9 Kasım 2009 Pazartesi

* Yıllardır aşamadığım bir korku. Minibüste “Ücreti uzatmayan var mı?” sorusu. Parayı uzatmış bile olsam tırsıyorum, uzatmamış gibi hissediyorum hep.

* Minibüsten minibüse fark var. Her yörenin minibüs kafası farklı. Bazı yerlerde parayı hemen bindiğiniz an veriyorsunuz, bazı yerlerde ise inerken. Önemli olan bindiğiniz mekanın minibüs raconunu direkt absorbe etmeniz. Özümsemeniz.

* Frene basıldığından altta yanar döner ışık çakan minibüslere ekstra dikkat. Şüphesiz ki onların vites kolları ya bilardo topu ya da kurukafa (Frene basınca gözlerden kırmızı ışık verme opsiyonel).* Erörle mücadele.* Ben politikacı kafasını pek anlamıyorum. Şimdi başbakan ısrarla kriz teğet geçti diyor. Son olarak gazeteci iftarında da dedi. Argüman şu: İspanya’da işsizlik %18, İngiltere’de ise tarihinin en yüksek oranına sahip. Türkiye’de ise %10’dan 14’e çıkmış. Gerçekten kriz bizi teğet geçmiş canııım. Ama aaakadan.* Türkiye’ye 8.9 milyar dolara füze kalkanı. İran’ın uzun menzilli füzeleri de yokmuş. O milyar dolarlarla daha güzel şeyler yapılamaz mıydı? İşimiz gücümüz kalkanlarla, kulkanlarla. Hadi alıcaz el mecbur g*t gardiyan ama bu kalkan için: Düşmanımız kim? Para nereden geliyor?* Dünyanın en savaşgan memleketi Amerika bile kalkanları indirme kararı aldı. Obiş, daha biraz önce açıklama yaptı. Füze kalkanı projesi rafa kalkıyor. Ama tabii Türkiye’nin düşmanı bol. Mutlaka almalıyız o silahları. Ama korkmayın saldırmak için değil, kendimizi savunmak için.

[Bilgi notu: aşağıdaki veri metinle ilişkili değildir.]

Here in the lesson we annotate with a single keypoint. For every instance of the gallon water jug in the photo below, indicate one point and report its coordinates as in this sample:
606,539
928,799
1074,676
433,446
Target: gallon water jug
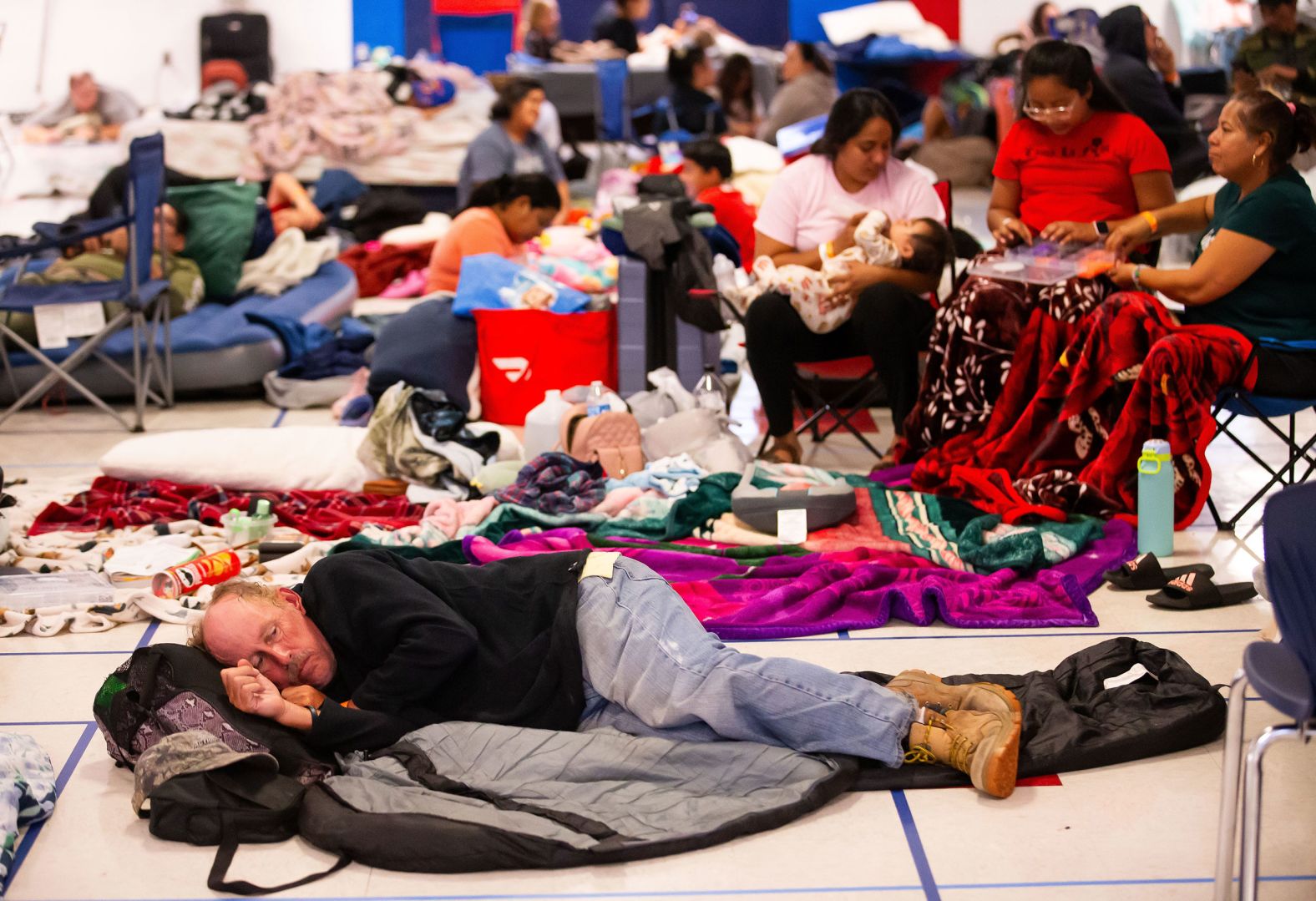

* Zaten hiçbir ülkenin ‘Saldırı bakanı’ diye bi şeyi yok. O da göstermelik. Her ülkede bir ‘Savunma’ bakanı var. E bütün ülkelerde savunma bakanı varsda, kim kime saldırıyor eamk?* Deniz Baykal’ın son kullanma tarihi gelmedi mi hala? Şaka gibi, başbakan yanındaki adama konuşmak için mektup yazar mı ya? Bu nasıl politika? Ben de Deniz Baykal’a bi mektup yazacağım, içinde de ‘Bırak bu işler’ yazacak. Belki onu okur.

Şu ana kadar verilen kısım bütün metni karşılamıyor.